Sebenarnya membagikan barang barang branded atau kemewahan di media sosial bisa menjadi sebuah inspirasi dan motivasi bagi orang lain untuk bisa mencapai hal yang serupa. Namun hal tersebut kembali pada pandangan masing masing individu, apakah akan menilai bahwa berbagi kemewahan di media sosial itu merupakan sikap flexing atau justru menjadi dorongan inspirasi untuk mereka. Di era masyarakat konsumen, kebanyakan orang akan rela mengeluarkan uang yang banyak untuk memperbaiki penampilan, alasanya karena harga yang mereka keluarkan merupakan suatu bentuk investasi untuk membangun citra diri yang dianggap lebih penting.
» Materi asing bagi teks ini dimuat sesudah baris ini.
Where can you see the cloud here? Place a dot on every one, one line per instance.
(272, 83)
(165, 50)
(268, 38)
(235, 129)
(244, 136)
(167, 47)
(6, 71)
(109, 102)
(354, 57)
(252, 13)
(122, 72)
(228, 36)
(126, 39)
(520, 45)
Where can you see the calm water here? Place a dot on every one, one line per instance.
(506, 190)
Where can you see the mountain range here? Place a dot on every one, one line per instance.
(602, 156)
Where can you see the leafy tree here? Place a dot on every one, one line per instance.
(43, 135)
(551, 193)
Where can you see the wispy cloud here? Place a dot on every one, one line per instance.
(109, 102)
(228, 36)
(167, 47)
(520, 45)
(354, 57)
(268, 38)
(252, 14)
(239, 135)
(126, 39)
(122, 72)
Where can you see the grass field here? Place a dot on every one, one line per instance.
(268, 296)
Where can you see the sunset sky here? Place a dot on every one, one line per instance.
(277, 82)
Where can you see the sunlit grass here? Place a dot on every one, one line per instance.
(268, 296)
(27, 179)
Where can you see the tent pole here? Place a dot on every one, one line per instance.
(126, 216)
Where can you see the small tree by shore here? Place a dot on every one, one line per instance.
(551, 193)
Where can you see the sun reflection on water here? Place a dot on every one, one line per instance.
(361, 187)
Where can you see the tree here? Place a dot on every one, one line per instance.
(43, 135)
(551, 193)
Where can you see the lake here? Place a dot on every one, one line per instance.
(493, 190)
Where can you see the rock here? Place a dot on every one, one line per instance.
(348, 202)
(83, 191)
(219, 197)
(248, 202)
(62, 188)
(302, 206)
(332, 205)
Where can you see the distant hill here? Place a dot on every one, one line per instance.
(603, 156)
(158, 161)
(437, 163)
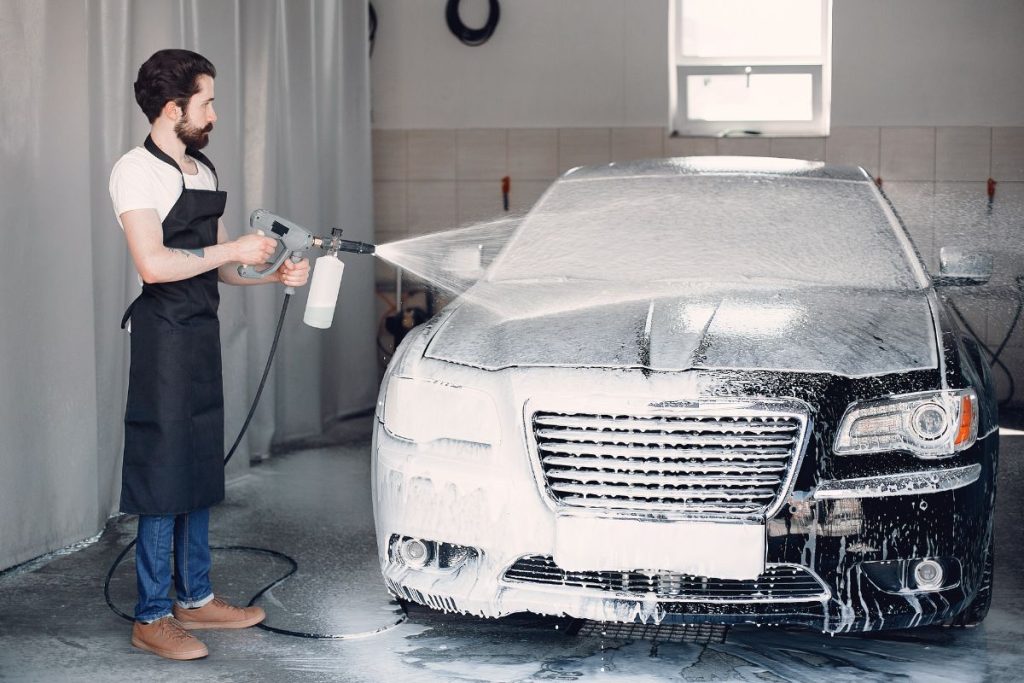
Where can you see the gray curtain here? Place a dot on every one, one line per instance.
(293, 135)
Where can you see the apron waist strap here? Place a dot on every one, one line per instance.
(124, 318)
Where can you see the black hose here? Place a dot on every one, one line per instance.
(994, 357)
(274, 553)
(467, 36)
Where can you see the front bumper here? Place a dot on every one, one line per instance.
(491, 502)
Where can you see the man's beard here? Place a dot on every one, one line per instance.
(197, 138)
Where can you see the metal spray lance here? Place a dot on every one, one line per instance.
(294, 241)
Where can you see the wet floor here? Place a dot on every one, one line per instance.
(313, 505)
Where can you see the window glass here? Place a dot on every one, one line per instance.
(751, 28)
(741, 97)
(726, 228)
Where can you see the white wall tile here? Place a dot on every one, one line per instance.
(524, 195)
(532, 154)
(632, 143)
(583, 146)
(914, 204)
(974, 304)
(1008, 155)
(431, 206)
(481, 154)
(479, 201)
(690, 146)
(1000, 315)
(811, 148)
(431, 155)
(854, 145)
(389, 155)
(961, 217)
(907, 154)
(1008, 215)
(963, 153)
(389, 211)
(744, 146)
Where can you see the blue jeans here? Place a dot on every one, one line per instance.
(189, 534)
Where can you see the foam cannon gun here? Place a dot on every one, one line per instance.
(293, 242)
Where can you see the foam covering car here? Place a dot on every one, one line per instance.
(704, 390)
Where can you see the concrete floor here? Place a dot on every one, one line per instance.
(314, 506)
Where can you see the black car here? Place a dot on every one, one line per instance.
(696, 390)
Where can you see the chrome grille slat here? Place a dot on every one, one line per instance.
(623, 464)
(658, 479)
(664, 493)
(665, 439)
(777, 583)
(718, 507)
(664, 424)
(691, 461)
(615, 451)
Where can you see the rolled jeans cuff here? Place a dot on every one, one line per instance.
(151, 620)
(193, 604)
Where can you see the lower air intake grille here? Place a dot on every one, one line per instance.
(779, 583)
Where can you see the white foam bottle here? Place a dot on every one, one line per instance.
(324, 292)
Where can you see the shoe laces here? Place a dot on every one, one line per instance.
(224, 605)
(172, 629)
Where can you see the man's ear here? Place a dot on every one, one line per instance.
(171, 111)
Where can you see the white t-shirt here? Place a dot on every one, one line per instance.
(139, 180)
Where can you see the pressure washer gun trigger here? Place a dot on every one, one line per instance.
(292, 239)
(252, 272)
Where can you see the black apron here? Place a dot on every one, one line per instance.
(174, 420)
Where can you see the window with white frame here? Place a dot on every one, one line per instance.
(753, 67)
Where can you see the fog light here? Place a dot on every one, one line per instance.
(414, 553)
(928, 574)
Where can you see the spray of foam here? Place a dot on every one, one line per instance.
(452, 260)
(589, 243)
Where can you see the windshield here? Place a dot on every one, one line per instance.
(726, 228)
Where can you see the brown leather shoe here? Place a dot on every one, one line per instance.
(166, 638)
(218, 614)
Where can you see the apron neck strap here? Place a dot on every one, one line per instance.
(195, 154)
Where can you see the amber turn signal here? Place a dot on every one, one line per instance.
(967, 420)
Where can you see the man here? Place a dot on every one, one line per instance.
(167, 201)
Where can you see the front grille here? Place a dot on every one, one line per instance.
(779, 583)
(721, 464)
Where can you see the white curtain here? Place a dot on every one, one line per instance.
(293, 136)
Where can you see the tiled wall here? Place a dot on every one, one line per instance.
(427, 180)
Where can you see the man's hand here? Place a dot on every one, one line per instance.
(294, 274)
(254, 249)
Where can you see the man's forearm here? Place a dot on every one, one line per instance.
(228, 273)
(171, 264)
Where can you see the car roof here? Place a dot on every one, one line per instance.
(754, 166)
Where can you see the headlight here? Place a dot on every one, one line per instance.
(929, 425)
(424, 411)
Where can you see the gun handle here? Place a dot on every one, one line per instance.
(252, 272)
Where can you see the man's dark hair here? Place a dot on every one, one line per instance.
(170, 76)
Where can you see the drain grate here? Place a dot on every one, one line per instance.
(664, 633)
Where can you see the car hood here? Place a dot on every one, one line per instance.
(855, 333)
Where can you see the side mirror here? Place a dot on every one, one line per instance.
(963, 268)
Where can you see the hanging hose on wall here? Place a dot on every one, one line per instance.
(373, 28)
(467, 36)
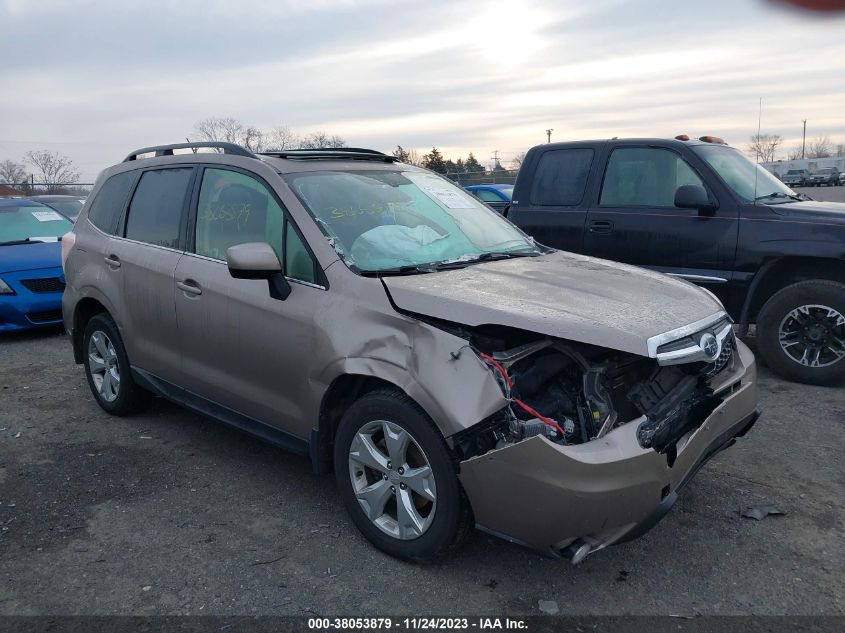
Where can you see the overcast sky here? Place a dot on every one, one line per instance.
(95, 79)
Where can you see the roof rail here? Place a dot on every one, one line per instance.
(341, 153)
(167, 150)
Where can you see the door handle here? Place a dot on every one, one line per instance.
(601, 226)
(189, 286)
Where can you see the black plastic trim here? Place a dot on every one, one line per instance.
(223, 414)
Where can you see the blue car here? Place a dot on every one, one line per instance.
(31, 276)
(496, 196)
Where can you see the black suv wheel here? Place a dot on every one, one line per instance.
(801, 332)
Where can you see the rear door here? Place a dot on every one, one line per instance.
(636, 221)
(552, 207)
(144, 255)
(240, 347)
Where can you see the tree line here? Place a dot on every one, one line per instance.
(40, 167)
(765, 146)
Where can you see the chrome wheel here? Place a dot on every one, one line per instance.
(392, 479)
(102, 364)
(813, 335)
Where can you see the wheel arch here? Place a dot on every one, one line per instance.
(85, 310)
(777, 274)
(344, 390)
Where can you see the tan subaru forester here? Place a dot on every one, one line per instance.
(376, 317)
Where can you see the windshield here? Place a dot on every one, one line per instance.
(379, 220)
(748, 181)
(34, 222)
(508, 191)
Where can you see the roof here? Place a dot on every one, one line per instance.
(19, 202)
(6, 190)
(493, 185)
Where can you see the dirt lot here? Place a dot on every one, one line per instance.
(169, 513)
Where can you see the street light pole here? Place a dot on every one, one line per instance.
(804, 139)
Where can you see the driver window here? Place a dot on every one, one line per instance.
(233, 209)
(645, 177)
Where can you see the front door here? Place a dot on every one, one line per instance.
(145, 255)
(240, 347)
(636, 220)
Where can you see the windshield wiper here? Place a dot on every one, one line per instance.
(412, 269)
(483, 257)
(778, 194)
(15, 242)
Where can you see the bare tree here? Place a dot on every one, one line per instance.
(12, 172)
(321, 140)
(820, 147)
(52, 168)
(764, 146)
(229, 130)
(281, 138)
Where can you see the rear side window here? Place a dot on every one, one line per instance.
(108, 204)
(561, 177)
(645, 177)
(155, 213)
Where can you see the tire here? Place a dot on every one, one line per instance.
(101, 341)
(824, 303)
(445, 520)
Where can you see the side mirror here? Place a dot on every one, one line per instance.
(258, 260)
(694, 197)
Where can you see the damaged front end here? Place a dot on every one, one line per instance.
(594, 442)
(575, 393)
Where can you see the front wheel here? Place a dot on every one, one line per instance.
(397, 479)
(107, 368)
(801, 332)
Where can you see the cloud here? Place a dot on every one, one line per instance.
(94, 79)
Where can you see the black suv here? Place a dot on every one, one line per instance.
(700, 210)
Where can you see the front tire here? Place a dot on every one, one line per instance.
(397, 478)
(107, 368)
(801, 332)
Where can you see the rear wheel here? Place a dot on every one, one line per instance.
(107, 368)
(801, 332)
(397, 479)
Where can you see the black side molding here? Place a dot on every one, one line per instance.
(227, 416)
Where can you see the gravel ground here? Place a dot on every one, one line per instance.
(169, 513)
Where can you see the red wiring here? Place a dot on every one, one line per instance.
(530, 410)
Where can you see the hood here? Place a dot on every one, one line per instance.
(562, 295)
(30, 256)
(829, 212)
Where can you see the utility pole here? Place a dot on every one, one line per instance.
(804, 139)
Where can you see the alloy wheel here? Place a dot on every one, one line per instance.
(103, 366)
(392, 479)
(813, 335)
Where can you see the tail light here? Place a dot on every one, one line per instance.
(68, 241)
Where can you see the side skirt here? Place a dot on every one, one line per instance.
(218, 412)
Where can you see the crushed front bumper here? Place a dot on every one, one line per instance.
(547, 496)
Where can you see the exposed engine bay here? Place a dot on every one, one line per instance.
(575, 393)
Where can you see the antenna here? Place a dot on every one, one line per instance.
(759, 123)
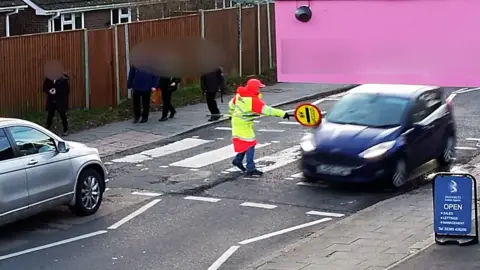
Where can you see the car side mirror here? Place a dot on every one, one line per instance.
(62, 147)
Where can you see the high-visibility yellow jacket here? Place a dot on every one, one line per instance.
(243, 107)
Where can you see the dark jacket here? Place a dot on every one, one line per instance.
(165, 82)
(139, 80)
(213, 81)
(59, 100)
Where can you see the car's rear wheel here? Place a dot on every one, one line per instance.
(88, 193)
(400, 175)
(448, 152)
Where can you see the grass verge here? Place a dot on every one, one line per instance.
(82, 119)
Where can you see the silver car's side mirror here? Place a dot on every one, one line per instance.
(62, 147)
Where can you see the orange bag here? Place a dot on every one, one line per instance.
(156, 97)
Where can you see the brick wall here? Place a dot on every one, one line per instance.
(27, 22)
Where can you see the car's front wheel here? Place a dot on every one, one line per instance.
(88, 193)
(448, 152)
(400, 175)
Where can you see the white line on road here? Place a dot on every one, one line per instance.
(287, 230)
(210, 157)
(134, 214)
(66, 241)
(223, 128)
(203, 199)
(218, 263)
(325, 214)
(148, 194)
(298, 175)
(271, 130)
(162, 151)
(259, 205)
(465, 148)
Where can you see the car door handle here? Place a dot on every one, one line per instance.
(32, 162)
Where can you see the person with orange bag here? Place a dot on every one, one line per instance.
(242, 108)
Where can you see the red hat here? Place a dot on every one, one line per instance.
(255, 84)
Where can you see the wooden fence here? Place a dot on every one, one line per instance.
(98, 60)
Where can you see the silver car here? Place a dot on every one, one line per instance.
(39, 170)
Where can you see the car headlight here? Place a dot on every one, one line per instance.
(377, 150)
(308, 142)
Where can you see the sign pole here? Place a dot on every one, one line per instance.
(454, 200)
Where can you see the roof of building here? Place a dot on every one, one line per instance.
(5, 4)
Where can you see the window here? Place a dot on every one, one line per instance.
(69, 21)
(6, 151)
(31, 141)
(369, 110)
(120, 15)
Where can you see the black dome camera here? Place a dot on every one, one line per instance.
(303, 13)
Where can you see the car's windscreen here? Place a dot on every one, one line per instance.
(373, 110)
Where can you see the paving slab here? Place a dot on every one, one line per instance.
(118, 137)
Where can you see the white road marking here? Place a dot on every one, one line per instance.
(287, 230)
(210, 157)
(259, 205)
(307, 184)
(134, 214)
(63, 242)
(298, 175)
(218, 263)
(276, 160)
(203, 199)
(271, 130)
(163, 150)
(465, 148)
(148, 194)
(325, 214)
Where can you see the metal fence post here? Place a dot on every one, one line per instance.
(259, 40)
(269, 35)
(86, 66)
(202, 23)
(240, 42)
(127, 57)
(117, 64)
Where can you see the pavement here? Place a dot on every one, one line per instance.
(178, 204)
(119, 137)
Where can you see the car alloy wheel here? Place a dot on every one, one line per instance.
(400, 174)
(448, 153)
(90, 193)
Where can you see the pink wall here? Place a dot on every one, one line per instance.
(380, 41)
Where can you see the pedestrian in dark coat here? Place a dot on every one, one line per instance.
(142, 84)
(168, 85)
(58, 92)
(211, 83)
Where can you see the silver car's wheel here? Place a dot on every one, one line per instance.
(400, 175)
(90, 192)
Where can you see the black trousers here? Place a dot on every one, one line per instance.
(141, 99)
(167, 103)
(63, 115)
(212, 103)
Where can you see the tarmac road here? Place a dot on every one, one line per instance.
(179, 231)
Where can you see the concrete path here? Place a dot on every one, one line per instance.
(122, 136)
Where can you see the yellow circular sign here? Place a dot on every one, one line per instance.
(308, 115)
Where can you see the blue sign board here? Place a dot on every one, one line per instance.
(453, 204)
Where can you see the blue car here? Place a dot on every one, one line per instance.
(380, 133)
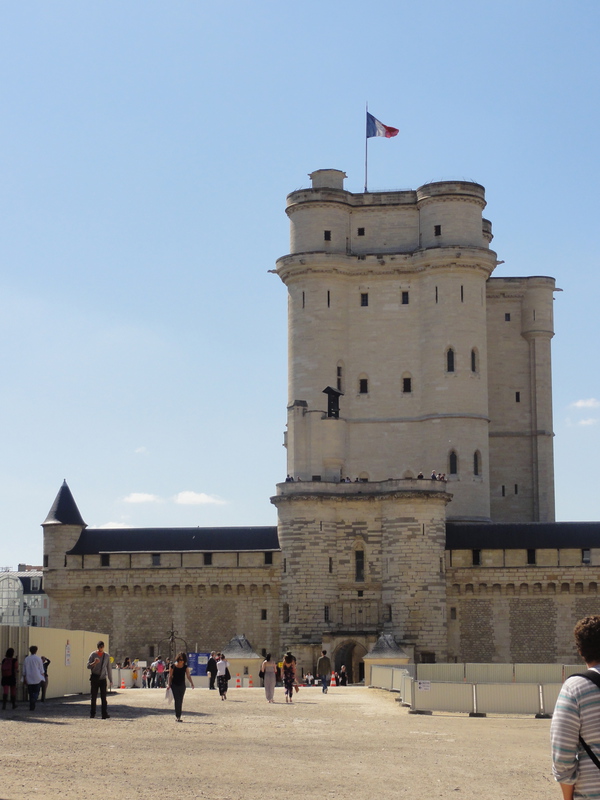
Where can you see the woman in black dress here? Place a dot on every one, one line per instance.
(178, 672)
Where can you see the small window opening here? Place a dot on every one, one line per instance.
(453, 463)
(359, 565)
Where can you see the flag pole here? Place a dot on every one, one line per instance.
(366, 141)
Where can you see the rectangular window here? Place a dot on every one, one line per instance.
(359, 565)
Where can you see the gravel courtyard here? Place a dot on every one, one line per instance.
(351, 743)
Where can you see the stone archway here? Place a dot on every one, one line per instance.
(351, 654)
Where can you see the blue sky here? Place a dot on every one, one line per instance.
(145, 154)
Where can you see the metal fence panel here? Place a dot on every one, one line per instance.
(538, 673)
(428, 696)
(441, 672)
(489, 673)
(507, 698)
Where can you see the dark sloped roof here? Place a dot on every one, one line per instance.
(64, 510)
(178, 540)
(521, 535)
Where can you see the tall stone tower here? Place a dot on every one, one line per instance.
(389, 377)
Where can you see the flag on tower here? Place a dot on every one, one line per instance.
(376, 128)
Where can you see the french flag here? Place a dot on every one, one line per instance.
(376, 128)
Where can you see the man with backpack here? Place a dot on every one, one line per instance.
(575, 727)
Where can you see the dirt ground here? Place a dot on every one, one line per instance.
(351, 743)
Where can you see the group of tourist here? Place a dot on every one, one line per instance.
(35, 677)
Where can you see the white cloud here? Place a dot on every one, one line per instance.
(197, 499)
(590, 403)
(141, 497)
(115, 525)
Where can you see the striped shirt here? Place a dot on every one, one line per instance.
(577, 712)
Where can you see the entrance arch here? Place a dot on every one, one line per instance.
(350, 654)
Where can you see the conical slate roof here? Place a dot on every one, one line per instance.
(64, 510)
(239, 647)
(386, 647)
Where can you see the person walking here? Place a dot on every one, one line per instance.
(211, 669)
(269, 670)
(33, 675)
(289, 676)
(101, 673)
(223, 676)
(178, 672)
(10, 670)
(324, 670)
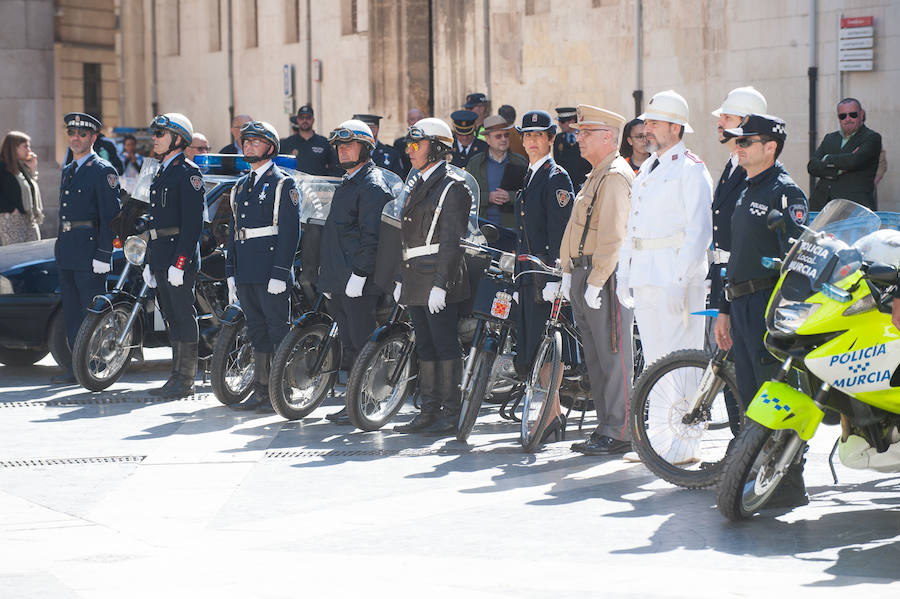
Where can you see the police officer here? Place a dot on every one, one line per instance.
(314, 154)
(350, 240)
(741, 323)
(88, 200)
(565, 148)
(433, 278)
(266, 230)
(384, 156)
(176, 220)
(466, 144)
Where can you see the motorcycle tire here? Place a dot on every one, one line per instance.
(96, 359)
(293, 390)
(659, 437)
(371, 401)
(747, 482)
(540, 391)
(232, 366)
(474, 393)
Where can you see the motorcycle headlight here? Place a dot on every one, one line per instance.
(135, 249)
(789, 316)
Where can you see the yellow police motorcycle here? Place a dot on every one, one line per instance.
(829, 321)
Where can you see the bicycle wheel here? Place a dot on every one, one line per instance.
(295, 391)
(541, 390)
(685, 454)
(371, 399)
(474, 392)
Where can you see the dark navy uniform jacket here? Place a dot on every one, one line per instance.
(751, 239)
(542, 212)
(350, 235)
(89, 194)
(388, 157)
(460, 159)
(568, 155)
(259, 259)
(725, 197)
(176, 200)
(314, 157)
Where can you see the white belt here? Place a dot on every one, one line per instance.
(720, 256)
(244, 234)
(422, 250)
(658, 243)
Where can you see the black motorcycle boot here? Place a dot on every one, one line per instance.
(260, 393)
(167, 386)
(449, 377)
(431, 401)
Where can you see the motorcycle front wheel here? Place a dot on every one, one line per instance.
(688, 455)
(372, 401)
(750, 477)
(232, 367)
(541, 389)
(98, 360)
(294, 389)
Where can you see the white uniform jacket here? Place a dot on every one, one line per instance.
(670, 225)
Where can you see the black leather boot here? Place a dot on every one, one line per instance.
(449, 377)
(431, 402)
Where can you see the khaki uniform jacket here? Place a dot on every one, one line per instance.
(611, 182)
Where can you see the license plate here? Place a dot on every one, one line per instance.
(501, 305)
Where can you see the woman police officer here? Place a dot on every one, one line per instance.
(433, 274)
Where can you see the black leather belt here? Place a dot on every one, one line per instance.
(582, 261)
(734, 290)
(67, 225)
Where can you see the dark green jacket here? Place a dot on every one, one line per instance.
(847, 172)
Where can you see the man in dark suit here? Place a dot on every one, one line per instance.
(846, 160)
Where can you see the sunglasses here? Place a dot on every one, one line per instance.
(745, 142)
Masalahnya gaya hidup yang berlebihan dan jauh dari kepatutan tidak akan memperoleh kekaguman tetapi justru memunculkan rasa iri, kritik bahkan cemoohan. masyarakat akan cenderung iri, karena merasa statusnya yang sebagai rakyat tidak memperoleh kemudahan dalam akses ekonomi, sementara mereka yang terafiliasi jabatan dengan mudah pamer gaya hidup di media sosial.
ADVERTISEMENT
Terlepas dari gaya hidup Erina yang dianggap flexing, ada poin yang lebih penting dan perlu untuk diingat, bahwa sebagai orang terpandang, setiap langkah dan tindakan mereka di media sosial akan selalu dipantau oleh banyak masyarakat, sehingga akan mempengaruhi persepsi mereka terhadap pemerintahan. Memamerkan barang barang mewah dan gaya hidup yang glamour ditengah kondisi ekonomi yang serba sulit itu merupakan hal yang tidak sensistif dan tidak pantas, dimana akan berpotensi merusak citra pemerintah dimata masyarakat.
Kontroversi perihal gaya hidup Erina Gudono ini menjadi pelajaran tentang pentingnya menjaga sikap dan tindakan dalam bersosial media, terutama bagi publik figur yang terafiliasi dengan jabatan publik yang tentu memiliki pengaruh besar, apalagi di tengah situasi politik yang sedang panas. Maka penting, utamanya bagi publik figur untuk lebih bijaksana dalam berbagi momen pribadi dan lebih baik jika menggunakan platfrom media sosial mereka sebagai tempat untuk menginsipirasi orang lain, mendukung kegiatan kegitan yang positif, dan memberikan kontribusi terhadap kesejahteraan masyarakat.